2007.04.26

第23回 監査人を”育てる”

公認会計士 斎藤 和宣

4/14の日経新聞に【みすず解体の衝撃(下)】として公認会計士に焦点をあてた日本の監査制度に関する記事が掲載されました。その記事の中では、2008年問題と称される新会計制度への対応事項が多い中で、不正会計事件が発覚していることにより、リスクが高く多忙であるだけの監査に従事する会計士が不足していることが記されています。そして、会計士が、監査人の選任や報酬の決定権を持つ企業側を向いて業務を行うことを回避できるような独立性を確保することと、財務諸表作成責任が企業にあることを前提とした企業側のガバナンスの向上との2点が課題として挙げられていました。

私自身がすでに10年以上前に監査業界を離れてしまっていることもあり、あまり詳細に述べることはできませんが、上記の記事に関連して何点か感じているところがありますので、その点に触れたいと思います。まず、独立性については非常に難しい課題だと感じています。現在の制度である限り監査人にとっては、報酬の直接の提供者(企業)と、本当のお客様(企業の他に数多くの潜在・顕在する投資家)とが相違しているからです。また、その点と密接な関係にありますが、監査業務を行うに際して企業の経理担当者などから目に見えて喜んでもらえる場面が少ないことから、監査業務を行うことからの充実感は低下しがちです。これらを根本的に解消しなければ、なかなか監査人の増加、その先の監査制度の充実は難しいのではないかと思われます。
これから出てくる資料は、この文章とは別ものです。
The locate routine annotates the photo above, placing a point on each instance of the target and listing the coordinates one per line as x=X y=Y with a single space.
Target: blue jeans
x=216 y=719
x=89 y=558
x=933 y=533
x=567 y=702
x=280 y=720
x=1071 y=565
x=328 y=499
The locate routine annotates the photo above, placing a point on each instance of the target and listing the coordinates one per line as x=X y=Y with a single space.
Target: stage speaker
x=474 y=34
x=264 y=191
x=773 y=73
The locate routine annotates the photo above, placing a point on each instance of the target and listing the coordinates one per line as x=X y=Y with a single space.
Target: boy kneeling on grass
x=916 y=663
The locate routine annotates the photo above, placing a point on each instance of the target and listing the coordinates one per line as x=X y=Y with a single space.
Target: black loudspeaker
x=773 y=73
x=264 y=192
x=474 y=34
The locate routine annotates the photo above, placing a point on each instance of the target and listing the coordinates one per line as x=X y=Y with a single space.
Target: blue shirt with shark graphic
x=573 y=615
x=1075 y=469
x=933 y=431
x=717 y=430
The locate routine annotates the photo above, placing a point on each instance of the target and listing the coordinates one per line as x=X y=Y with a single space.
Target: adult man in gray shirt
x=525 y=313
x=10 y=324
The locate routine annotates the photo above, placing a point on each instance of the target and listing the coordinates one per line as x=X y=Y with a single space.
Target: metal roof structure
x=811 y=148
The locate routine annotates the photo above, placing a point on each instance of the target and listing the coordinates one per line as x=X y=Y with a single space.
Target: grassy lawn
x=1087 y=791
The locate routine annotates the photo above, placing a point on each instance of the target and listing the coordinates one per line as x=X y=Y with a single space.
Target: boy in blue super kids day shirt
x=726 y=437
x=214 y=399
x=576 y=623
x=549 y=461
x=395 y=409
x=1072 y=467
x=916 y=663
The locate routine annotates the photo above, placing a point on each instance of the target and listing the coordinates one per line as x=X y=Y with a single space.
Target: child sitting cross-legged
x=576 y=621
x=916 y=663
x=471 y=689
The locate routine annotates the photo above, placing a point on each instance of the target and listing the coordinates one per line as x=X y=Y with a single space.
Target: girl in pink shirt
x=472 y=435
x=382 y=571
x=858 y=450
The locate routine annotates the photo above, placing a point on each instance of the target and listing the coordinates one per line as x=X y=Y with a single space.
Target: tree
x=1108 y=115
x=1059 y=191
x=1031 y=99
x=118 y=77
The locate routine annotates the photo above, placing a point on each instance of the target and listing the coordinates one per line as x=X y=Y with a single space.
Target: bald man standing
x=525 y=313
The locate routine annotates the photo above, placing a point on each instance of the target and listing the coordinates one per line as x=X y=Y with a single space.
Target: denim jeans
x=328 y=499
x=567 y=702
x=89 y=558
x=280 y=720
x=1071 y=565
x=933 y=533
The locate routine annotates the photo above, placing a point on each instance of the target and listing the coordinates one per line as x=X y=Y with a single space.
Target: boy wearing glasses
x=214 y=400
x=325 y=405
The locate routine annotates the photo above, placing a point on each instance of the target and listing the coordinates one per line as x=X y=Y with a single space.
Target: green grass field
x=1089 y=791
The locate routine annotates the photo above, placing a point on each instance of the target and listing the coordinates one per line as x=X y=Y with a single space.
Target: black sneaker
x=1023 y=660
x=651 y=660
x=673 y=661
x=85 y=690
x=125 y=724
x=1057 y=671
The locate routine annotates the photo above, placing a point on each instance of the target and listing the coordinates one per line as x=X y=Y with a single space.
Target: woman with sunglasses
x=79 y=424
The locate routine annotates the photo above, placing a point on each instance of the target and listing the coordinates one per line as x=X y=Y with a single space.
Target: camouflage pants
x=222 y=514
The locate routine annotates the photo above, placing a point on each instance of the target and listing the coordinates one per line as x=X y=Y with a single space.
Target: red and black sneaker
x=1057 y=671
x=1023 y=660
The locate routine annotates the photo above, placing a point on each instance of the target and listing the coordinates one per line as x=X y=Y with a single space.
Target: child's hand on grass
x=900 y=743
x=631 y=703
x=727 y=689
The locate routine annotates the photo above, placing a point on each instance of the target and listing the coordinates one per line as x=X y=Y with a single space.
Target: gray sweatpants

また、別の視点からみると、多くの会計士(補)は資格を取得すると実務経験が無い状態で業務に関与し始めますので、当然ながら会計に関する原理・原則は理解しているかもしれませんが、実際の企業活動や経理業務については全く知識がないため、お客様から教えてもらうことばかりというのが現実だと思います。こうした1例も含め、企業側も資本市場の参加者として利益を享受しているという視点から、監査人を共に育てる意識・姿勢を持って行動することが必要になるのではないかと考えています。つまり監査人を育てるのは会計士業界だけの課題でなく、企業も含めた各資本市場関係者の責務として、監査人(公認会計士)を”育てる”ことが必要なのではないかと考えています。